To help community members learn more about each other as demographics change, the humanities council has launched this storytelling program. Migration Stories: Africans in Midwestern Communities, a project of the Kansas African Studies Center at the University of Kansas, highlights the value of stories for communities facing shifting demographics due to migration. The NEH supports this project via a grant.
SPEAKERS BUREAU – African Refugee Stories – and Silence – in Kansas (presented by Marwa Ghazali)
The Bantu people of Somalia are an ethnic minority who were forced to leave their lands during the Somali Civil War. In 1999, the U.S. State Department made it a priority to resettle these refugees in America. Today, many Somali Bantu call Kansas City home… This presentation explores the struggles of Somali Bantu to “live again” and to redefine themselves collectively in the aftermath of violence, exclusion, and resettlement.
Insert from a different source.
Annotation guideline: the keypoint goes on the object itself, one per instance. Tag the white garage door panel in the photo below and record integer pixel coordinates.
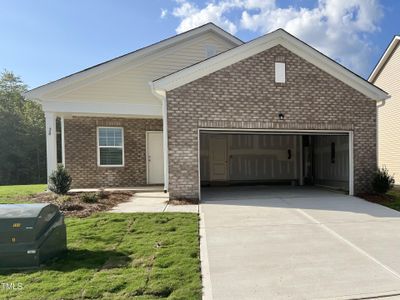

TALK Book Discussion Series – African Experiences of Migration
What do we know about the experiences of recent African migrants who have come to call the U.S. home? This series explores some of the fault lines between being African and being American. The five books in this series address newcomers’ difficulties in adjusting to American life after enduring traumatic experiences in their home countries.
Film Discussion – Welcome to Shelbyville – A small town in the heart of America’s Bible Belt grapples with rapidly changing demographics in this hour-long documentary. Longtime African American and white residents are challenged with how best to integrate with a growing Latino population and the more recent arrival of hundreds of Muslim Somali refugees.